Vier Tage sind seit dem Messerangriff auf die Katharinenschule in Esslingen vergangen. Das verletzte siebenjährige Mädchen liegt noch im Krankenhaus. Der mutmaßliche Täter wurde gefasst und ist möglicherweise psychisch krank. Die Ermittlungsgruppe der Polizei nimmt derzeit das Umfeld des 24-Jährigen unter die Lupe. Die Stadt beschäftigt sich unterdessen mit der Aufarbeitung der Gewalttat. Yalcin Bayraktar ist Ordnungsbürgermeister in Esslingen.
SWR Moderatorin Martina Klein: Wie haben Sie den Freitag erlebt?
Yalcin Bayraktar: Ich persönlich war im Gespräch mit einem Amt, als am Freitag kurz nach 8 Uhr das Telefon klingelte und die Kollegin aus dem Amt für Bildung am Apparat war und mich informiert hat darüber, was vorgefallen war. Wir haben ab dem Zeitpunkt als Verwaltung sehr viel Kommunikation betrieben, für die Bürgerschaft und auch in Bezug auf die Betroffenen. Ich habe als zuständiger Bürgermeister mit den betroffenen Familien telefoniert am Freitagvormittag und mich erkundigt, wie es ihnen und den Kindern geht. Und als am Abend der Tatverdächtige gefasst war oder sich ergeben hat, fiel uns natürlich ein Stein vom Herzen. Das war eine große Entlastung. Also, es war ein sehr, sehr intensiver Tag mit sehr gemischten Gefühlen, Emotionen, einer sehr heftigen Anspannung, die ich bisher in meinem beruflichen Leben so noch nicht erlebt hatte.

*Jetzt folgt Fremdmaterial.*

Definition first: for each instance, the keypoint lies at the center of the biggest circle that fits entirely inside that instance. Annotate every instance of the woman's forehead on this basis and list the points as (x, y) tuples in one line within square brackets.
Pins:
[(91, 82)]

Kann sich eine Stadt, eine Gemeinschaft denn überhaupt hundertprozentig gegen einen solchen Vorfall schützen?
Natürlich nicht. Man kann sich nicht hundertprozentig schützen. Es war ein ziemlich heißes Wochenende und eine heiße Woche, wenn wir nach Berlin gucken und nach Hamm schauen. Die konkrete Situation in Berlin hat ja gezeigt, dass fast an gleicher Stelle genau die ähnliche oder gleiche Tat wiederholt werden kann. Also man kann natürlich teure, intensive, sinnvolle Schutzkonzepte überlegen und umsetzen. Wir sollten uns jetzt der Debatte stellen und überlegen, bevor es pauschale Verbote gibt.
Sie sind also gegen Aktionismus. Aber gibt es denn konkrete Schritte, die Sie sich trotzdem für die Stadt Esslingen vorstellen können?
Wir haben beispielsweise eine Sozialraumanalyse im Bahnhofsquartier in Esslingen angestoßen, weil wir vor den ähnlichen Herausforderungen stehen wie gleich große Städte und sind jetzt dabei, von der Uni Tübingen Handlungsempfehlungen erarbeiten zu lassen. Wir werden uns solche Maßnahmen natürlich genau anschauen. Aber es gibt sicherlich Maßnahmen, die eine objektive Sicherheit gewährleisten und fördern. Aber es gibt auch viele Maßnahmen, die gezielt das Sicherheitsempfinden der Menschen ansprechen. Und ich glaube, wenn man Panik macht und laut nach Maßnahmen schreit, die noch nicht mal geprüft sind, dann kommt das Gegenteil davon raus. Aber ich glaube, das Erste, was wir machen wollen oder auch schon tun, ist, viele Gespräche mit den Mitarbeiterinnen und Mitarbeitern zu führen und mit den Eltern, um das Sicherheitsgefühl wiederherzustellen. Das ist jetzt das Erste, was wir machen müssen, um auch weiterhin einen "normalen Alltag" wieder leben zu können. Das ist, glaube ich, wichtig.
Ab Freitag soll es Gespräche an der Esslinger Katharinenschule geben - mit Schulsozialarbeitern und der schulpsychologischen Beratungsstelle. Der Schulbeginn am Montag soll von Mitarbeitern der Beratungsstelle begleitet werden und am Montagnachmittag werden Mitarbeiter des Amts für Bildung und Erziehung für Gespräche in der Elternbeiratssitzung zur Verfügung stehen.